Stride nodded. ‘There was.’

‘See? That’s worth a free pass. Now let me go.’

‘Cat thinks someone is trying to kill her,’ Stride went on. ‘Do you have any idea who that might be? Or why someone would want to hurt her?’

Brandy’s bony shoulders shrugged. ‘Doesn’t sound real to me. Sounds like one of her dreams.’

‘Dreams? What do you mean?’

‘Cat goes crazy at night. It’s like howling at the moon, you know? She wakes up screaming. F*cking annoying if you’re close by. It’s all death and blood and knives.’ Brandy leaned forward, taking him by surprise, and shrieked in his face. ‘I’ll kill you, I’ll kill you, I’ll kill you, I’ll kill you, I’ll kill you!’

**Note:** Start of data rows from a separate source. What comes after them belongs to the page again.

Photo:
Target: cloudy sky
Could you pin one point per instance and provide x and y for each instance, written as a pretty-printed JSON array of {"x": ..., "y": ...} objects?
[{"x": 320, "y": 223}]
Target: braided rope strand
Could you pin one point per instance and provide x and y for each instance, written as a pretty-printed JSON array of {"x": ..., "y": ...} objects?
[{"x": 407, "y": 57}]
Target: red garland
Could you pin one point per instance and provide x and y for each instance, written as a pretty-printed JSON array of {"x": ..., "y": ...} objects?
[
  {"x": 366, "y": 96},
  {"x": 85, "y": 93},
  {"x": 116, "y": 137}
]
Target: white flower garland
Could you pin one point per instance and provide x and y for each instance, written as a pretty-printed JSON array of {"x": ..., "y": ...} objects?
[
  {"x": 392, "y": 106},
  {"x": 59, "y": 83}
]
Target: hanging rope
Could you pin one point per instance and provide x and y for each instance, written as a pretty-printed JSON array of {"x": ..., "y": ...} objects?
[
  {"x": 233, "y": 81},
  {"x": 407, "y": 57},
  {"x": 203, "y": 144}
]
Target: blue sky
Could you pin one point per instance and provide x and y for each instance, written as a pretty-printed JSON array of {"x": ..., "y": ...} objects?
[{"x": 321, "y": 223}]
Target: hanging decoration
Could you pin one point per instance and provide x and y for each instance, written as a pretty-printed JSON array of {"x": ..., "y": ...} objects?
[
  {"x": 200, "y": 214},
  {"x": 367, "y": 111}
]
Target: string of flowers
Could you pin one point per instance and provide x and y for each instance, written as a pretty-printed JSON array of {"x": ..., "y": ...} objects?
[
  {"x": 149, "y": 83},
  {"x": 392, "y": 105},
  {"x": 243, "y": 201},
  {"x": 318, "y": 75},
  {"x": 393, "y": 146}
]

She sat back, bubbling with laughter. Her tiger eyes danced. ‘See? F*cking annoying.’

‘Cat dreams about someone trying to kill her?’

‘No, man, it’s the other way around.’

‘What do you mean?’

Brandy made the stabbing motion with her fist again. ‘I think the sweet little bitch dreams about killing somebody.’

Her words hit him in the face, and he took his eyes off the girl, just for a moment. That was all she needed.

Brandy lowered her head and charged like a ram. She collided with his injured shoulder and butted him backwards over the chair. The pain froze his muscles and left him immobile. By the time he recovered, Brandy was halfway across the cafeteria, and he was too far away to catch her. He watched her bolt through the door out of the school with a rebel yell. She jumped the balcony, tore across the wide lawn with her hair flying behind her, and disappeared down the slope leading to the city.